Sin embargo, aunque a una minoría se les permitió su implicación activa en la guerra, no contaron con muchas facilidades para luchar en el frente y, finalmente, fueron destinadas a la retaguardia por considerar que carecían de preparación militar y fuerza física. Las milicianas se vieron sometidas a muchas críticas y desprecio, dado que se las tachaba de ir al frente a buscar marido o a prostituirse, propagando así enfermedades venéreas a los soldados.

Ante estos argumentos, muchas milicianas abandonan el frente para dedicarse a tareas que aseguren el mantenimiento de las tropas, pues se las considera más útiles en labores de enfermería, costura, cocina o lavandería.

Este rol de la mujer como acción reivindicativa contrasta con la actuación de las mujeres de la zona nacional, donde la mujer adopta nuevamente un papel de sumisión, marcado profundamente por la ideología franquista y clerical. Sus ámbitos de actuación vuelven a ser exclusivamente el hogar, la familia, la beneficencia y la sanidad, sectores claramente feminizados. Aún así, muchas de ellas participaron de forma indirecta en el conflicto bélico, aunque con una única misión de ayuda a la contienda, trabajando en fábricas para tejer ropa para los soldados, fabricar municiones o auxiliar heridos.

Desde este bando, el papel de las mujeres como madre o esposas no era compatible con la vida pública. Por lo que a las jóvenes del partido se las educaba en la religión católica y en las doctrinas falangistas con la finalidad de que fueran buenas madres y esposas, enfermeras en la contienda y perfectas amas de casa. Destacan en este bando por su participación activa Pilar Primo de Rivera y Mercedes Sanz Bachiller.

Vemos, por tanto, que la mujer falangista sólo participó en la retaguardia, único ámbito donde se permitía su contribución, mientras que la mujer republicana, además de intervenir en el frente, se integró de forma activa en organizaciones políticas y sindicales, llegando incluso a ocupar puestos de dirección política.

Las mujeres republicanas no sólo esgrimen reivindicaciones políticas sino que pretenden, además, luchar por sus derechos y libertades frente a las mujeres del bando nacional, que no tiene reivindicaciones propias, salvo el mantenimiento de los ideales y de la doctrina del partido falangista, perpetuando así la tradicional división de roles de género.
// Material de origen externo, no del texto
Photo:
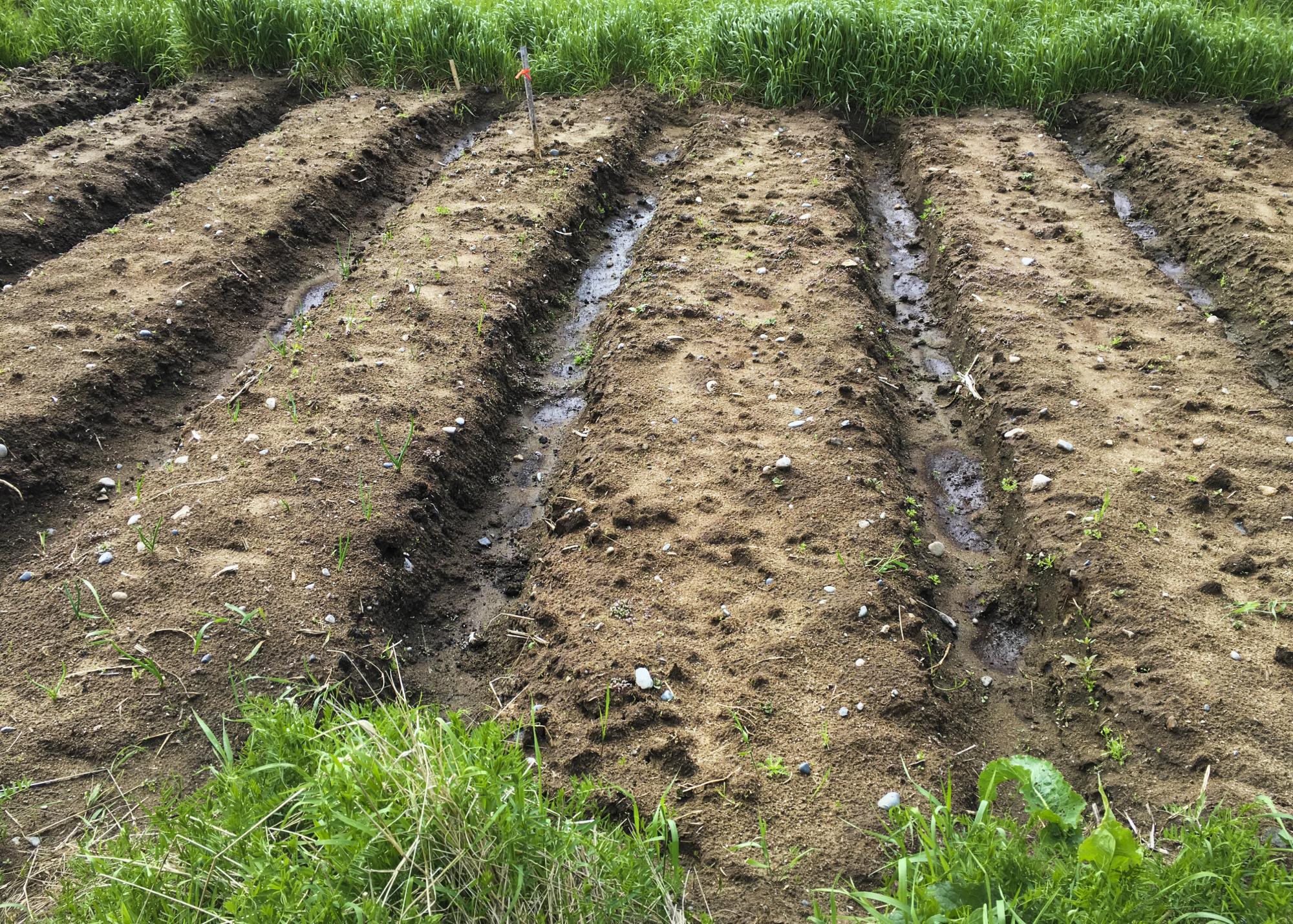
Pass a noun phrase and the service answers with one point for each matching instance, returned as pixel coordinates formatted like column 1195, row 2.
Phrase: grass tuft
column 872, row 58
column 377, row 814
column 1228, row 865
Sin embargo, la figura de la miliciana tuvo más un carácter propagandístico y, aunque se avanzó en los derechos de la mujer, al finalizar la guerra, la situación de las mujeres no varió en gran medida. No obstante, ello supuso un gran avance en la lucha por igualdad de oportunidades, dado que permitió la visibilización de la mujer y la sociedad empezó a tomar conciencia del valor de las mujeres.

Independientemente del papel adoptado por las mujeres en esta contienda y sus diversas reivindicaciones políticas, individuales, colectivas o partidistas, es fundamental visibilizar su participación. Una participación que fue imprescindible para los dos bandos no sólo en la contienda, dado que gracias a ellas, mientras los hombres luchaban, ellas mantuvieron la sociedad en marcha.

Su protagonismo en la guerra y en la historia ha quedado oculto por el machismo de una sociedad asentada sobre un sistema patriarcal. Visibilizar sus logros permite tomar conciencia de que los progresos hoy alcanzados tienen su base en la lucha de todas estas mujeres anónimas y olvidadas. De ahí que éste sea un pequeño homenaje a todas aquellas guerreras que dieron su vida por un mundo mejor.